Hunt was born and raised on the South Side of the city of Chicago, in the Woodlawn neighborhood. His mother Inez was a librarian and his father Howard was a barber. He took his first art classes at age 13, in the Junior School of the School of the Art Institute of Chicago. At age 15, Hunt built his own sculpture studio in his bedroom and began to sculpt with clay. His vision for his future truly came to life when he was 18, when he saw the traveling exhibition Sculpture of theTwentieth Century, which was organized by The Museum of Modern Art, New York, and visited The Art Institute of Chicago. It was in the Art Institute of Chicago that Hunt first saw the work of the Spanish sculptor Julio González, who became an immediate and lifelong inspiration. (Little could the young artist imagine that only six years later one of his own works would be traveling the country in a similar show!) That same year, Hunt entered the School of The Art Institute of Chicago where he majored in Art Education. In 1954, he learned to solder and began his total transition away from soft materials into metal. The following year he taught himself to weld.

 

Hunt’s work rapidly evolved from figuration into the realm of abstraction. He soon began pioneering the use of found metal, particularly automotive scrap, in his work. Throughout his career, Hunt has continued to scavenge his materials from the scrap yards around his lifelong home of Chicago. His distinctive visual language combines this quintessential material of the built world with forms and gestures evocative of nature, conveying the inherent beauty and grace Hunt perceives within the hybrid spirit of our time.

  

Hunt has been celebrated in more than 100 solo exhibitions, including retrospectives at MOMA; The Art Institute of Chicago; The Studio Museum in Harlem, NY; Georgia Museum of Art, Athens, GA; and the Milwaukee Art Center, Milwaukee, WI. More than a dozen major monographs have been published of Hunt’s work. His career has also been the subject of two documentary films, and critical reviews in scores of the most influential art publications of the past century.

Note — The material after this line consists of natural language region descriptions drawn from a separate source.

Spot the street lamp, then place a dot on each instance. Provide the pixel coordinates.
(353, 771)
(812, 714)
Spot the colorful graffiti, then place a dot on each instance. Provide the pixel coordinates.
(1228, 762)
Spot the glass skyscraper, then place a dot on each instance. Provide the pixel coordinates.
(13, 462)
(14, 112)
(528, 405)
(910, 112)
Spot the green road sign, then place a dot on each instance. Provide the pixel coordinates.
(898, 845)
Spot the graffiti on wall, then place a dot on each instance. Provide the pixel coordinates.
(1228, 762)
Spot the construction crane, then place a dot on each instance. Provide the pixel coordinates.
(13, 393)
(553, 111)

Other major recent exhibitions of Hunt's work include Solo Presentation, Frieze Masters 2019, London, England; The Sculpture of Richard Hunt; Richard Hunt: Framed and Extended, The Studio Museum in Harlem, NY, USA; Smithsonian National Museum of African American History and Culture in Washington, DC; Richard Hunt, Georgia Museum of Art, Athens, GA, USA; Cleveland Museum of Art, Ohio, USA; Art Institute of Chicago, USA; Indianapolis Museum of Art, IN, USA and the Museum of African American History Detroit, MI, USA.